Gordon Brown Speech At Scottish Labour Headquarters...GLASGOW, SCOTLAND - SEPTEMBER  9: Former Prime Minister Gordon Brown delivers a speech to a packed room at Scottish Labour campaign headquarters on September 9, 2014 in Glasgow, Scotland. With just eight days of campaigning left before voters will go to the polls to vote Yes or No on whether Scotland should become an independent country, Alex Salmond has suggested that the No campaign is falling apart.  (Photo by Mark Runnacles/Getty Images)

Gordon Brown is frequently derided by David Cameron as “the man who crashed the economy”. But with alarm bells ringing in Downing St after a surge in support for Scottish independence, the prime minister has turned to his predecessor to help save the UK.

On Tuesday, in a sweaty Labour party meeting room in Glasgow, Mr Brown showed why he might be up to the job. Passionate – and at one point on the edge of tears – he took on one of Alex Salmond’s most potent claims: that only a Yes vote can save the National Health Service from Tory cuts.

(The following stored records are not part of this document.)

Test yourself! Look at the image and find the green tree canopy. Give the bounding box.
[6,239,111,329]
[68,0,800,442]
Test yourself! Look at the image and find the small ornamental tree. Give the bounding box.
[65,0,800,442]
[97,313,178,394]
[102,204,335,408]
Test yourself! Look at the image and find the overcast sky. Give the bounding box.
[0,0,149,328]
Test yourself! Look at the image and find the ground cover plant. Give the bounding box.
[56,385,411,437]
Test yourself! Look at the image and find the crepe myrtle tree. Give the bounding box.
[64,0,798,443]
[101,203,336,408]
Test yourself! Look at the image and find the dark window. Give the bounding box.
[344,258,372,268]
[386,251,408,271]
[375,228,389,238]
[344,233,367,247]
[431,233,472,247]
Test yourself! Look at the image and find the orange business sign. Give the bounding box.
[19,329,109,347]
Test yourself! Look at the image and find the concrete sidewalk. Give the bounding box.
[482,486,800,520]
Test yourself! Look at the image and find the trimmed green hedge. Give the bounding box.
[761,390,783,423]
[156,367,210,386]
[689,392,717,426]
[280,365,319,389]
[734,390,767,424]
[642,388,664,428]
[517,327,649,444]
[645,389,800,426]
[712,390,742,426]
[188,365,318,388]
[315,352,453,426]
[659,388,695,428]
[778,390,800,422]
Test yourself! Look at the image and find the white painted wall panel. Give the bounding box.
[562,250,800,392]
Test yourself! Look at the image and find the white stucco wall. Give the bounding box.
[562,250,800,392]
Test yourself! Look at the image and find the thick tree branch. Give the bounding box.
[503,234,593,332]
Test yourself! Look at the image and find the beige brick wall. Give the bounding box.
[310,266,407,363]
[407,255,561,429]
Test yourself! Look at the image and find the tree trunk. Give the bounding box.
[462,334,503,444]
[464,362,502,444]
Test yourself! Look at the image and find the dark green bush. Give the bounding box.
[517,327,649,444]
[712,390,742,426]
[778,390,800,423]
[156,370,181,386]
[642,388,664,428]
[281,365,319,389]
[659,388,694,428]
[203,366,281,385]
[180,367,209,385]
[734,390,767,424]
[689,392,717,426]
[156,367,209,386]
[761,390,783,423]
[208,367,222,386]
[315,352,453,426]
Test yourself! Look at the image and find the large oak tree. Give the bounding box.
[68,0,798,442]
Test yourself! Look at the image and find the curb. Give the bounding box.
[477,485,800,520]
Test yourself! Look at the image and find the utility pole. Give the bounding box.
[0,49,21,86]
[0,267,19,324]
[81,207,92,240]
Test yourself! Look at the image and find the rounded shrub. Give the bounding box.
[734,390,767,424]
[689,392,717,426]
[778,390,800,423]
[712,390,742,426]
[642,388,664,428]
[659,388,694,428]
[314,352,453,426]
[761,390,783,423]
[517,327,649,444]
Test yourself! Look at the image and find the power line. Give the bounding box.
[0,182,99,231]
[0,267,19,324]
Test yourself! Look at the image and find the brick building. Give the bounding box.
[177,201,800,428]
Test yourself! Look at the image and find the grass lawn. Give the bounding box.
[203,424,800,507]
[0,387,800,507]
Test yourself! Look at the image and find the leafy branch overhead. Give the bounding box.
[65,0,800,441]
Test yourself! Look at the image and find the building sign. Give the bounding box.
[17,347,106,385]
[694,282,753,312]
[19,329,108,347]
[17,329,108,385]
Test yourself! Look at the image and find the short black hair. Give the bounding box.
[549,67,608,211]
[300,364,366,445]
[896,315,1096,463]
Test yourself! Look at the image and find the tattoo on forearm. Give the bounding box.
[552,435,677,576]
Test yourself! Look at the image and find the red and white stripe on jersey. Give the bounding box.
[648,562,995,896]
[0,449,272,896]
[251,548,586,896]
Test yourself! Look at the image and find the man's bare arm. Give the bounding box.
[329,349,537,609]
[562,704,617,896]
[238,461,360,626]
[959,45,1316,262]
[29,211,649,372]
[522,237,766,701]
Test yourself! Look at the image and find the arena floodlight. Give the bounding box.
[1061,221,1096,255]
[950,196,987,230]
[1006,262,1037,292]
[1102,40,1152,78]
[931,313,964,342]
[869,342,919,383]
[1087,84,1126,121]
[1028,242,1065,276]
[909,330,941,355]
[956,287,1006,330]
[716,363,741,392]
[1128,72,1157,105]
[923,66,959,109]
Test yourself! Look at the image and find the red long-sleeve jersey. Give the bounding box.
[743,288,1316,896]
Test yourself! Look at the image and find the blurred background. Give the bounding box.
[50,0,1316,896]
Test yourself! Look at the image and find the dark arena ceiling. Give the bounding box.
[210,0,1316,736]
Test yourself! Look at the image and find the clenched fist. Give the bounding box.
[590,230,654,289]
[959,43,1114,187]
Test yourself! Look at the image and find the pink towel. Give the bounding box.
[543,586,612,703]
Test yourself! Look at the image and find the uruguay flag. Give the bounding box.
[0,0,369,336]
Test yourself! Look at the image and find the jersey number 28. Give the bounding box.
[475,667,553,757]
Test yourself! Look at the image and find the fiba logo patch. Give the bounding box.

“I love Scotland and I love the NHS,” Mr Brown said, recalling how it had helped to save his eyesight and how doctors and nurses had struggled in vain to save his 10-day-old daughter Jennifer Jane.

The Scottish parliament already had the power to raise £2bn a year more to spend on the health service and would soon have even greater financial autonomy.

Mr Brown has embarked on a one-man mission to save the union and halt the tide of Labour supporters switching to the Yes camp. He has 40 events planned before referendum day next week. Such is Mr Cameron’s desperation, he is prepared to back the judgment of his one-time political enemy

Mr Brown virtually disappeared from the British political scene in 2010 after leading Labour to its worst election defeat since the war. But while his reputation has been trashed by the Conservatives – and some Labour MPs – at Westminster, in Scotland he is seen differently.

In an example of the gap between Scottish politics and the rest of the UK, it is worth noting that Mr Brown’s Labour party won 41 out of 59 Scottish seats at Westminster in 2010; the party’s vote share in Scotland actually increased to 42 per cent.

Nevertheless, until recently Mr Brown has been a marginal figure in the No campaign. One Labour MP said the former prime minister had been in a “giant sulk” because he had not been given a more prominent role, with the campaign led instead by his former chancellor, Alistair Darling. Tensions between the two men are well documented.

But last week, as Downing St watched the No lead begin to evaporate with growing alarm, Mr Cameron was persuaded that Mr Brown was the man to help address the campaign’s greatest weakness: the haemorrhaging of Labour support to Yes.

One Tory strategist admitted the turning point in the campaign had been the assertion by Mr Salmond, SNP leader, in the second televised debate that only by voting for independence could Scotland save the NHS from Tory cuts. In that debate, Mr Salmond claimed Mr Darling was “in bed with the Tories”.

Few would make that accusation of Mr Brown, still brooding after surrendering the keys to Number 10 to Mr Cameron and preferring to campaign under the Scottish Labour banner rather than the cross-party Better Together flag.

On Tuesday Mr Brown asserted it was preposterous to suggest that a No vote would endanger the NHS. “Do you think we would ever let the NHS be privatised or cut without a fight?” he said.

Mr Cameron was also finally prepared to back Mr Brown’s judgment that all three pro-union parties should set out a firm timetable for delivering new powers to Holyrood to reassure Labour voters that a No vote did not mean “no change”.

The prime minister’s aides confirm he was initially sceptical. The three parties had already set out their various plans for further devolution but no agreement on the detail was likely; Mr Cameron thought that setting out a timetable would simply draw attention to those divisions. Others in the No camp said talk of new devolution was a distraction and that voters were in any case ignorant of what powers Holyrood already had.

But Mr Brown steamrollered his opponents: he argued that Labour voters switching to Yes needed to be given hope that something in their lives would change if they voted No. He insisted that if Scots had more control over their destiny in Edinburgh, they would be less swayed by Mr Salmond’s argument that only independence would rid them of Conservative rule. As Mr Salmond put it yesterday: “I’m 59 and for half my life Scotland has been ruled by a party it did not elect.”

Mr Cameron’s team admit the choreography of the announcement of a devolution timetable was chaotic but say he looked at the polls and decided at the end of last week to back Mr Brown’s call.

The prime minister arrives in Scotland on Wednesday to make the case for the union, but even senior Tories admit Mr Brown is more likely to have an impact on swing Labour voters as he embarks on what could be his last big mission in British politics.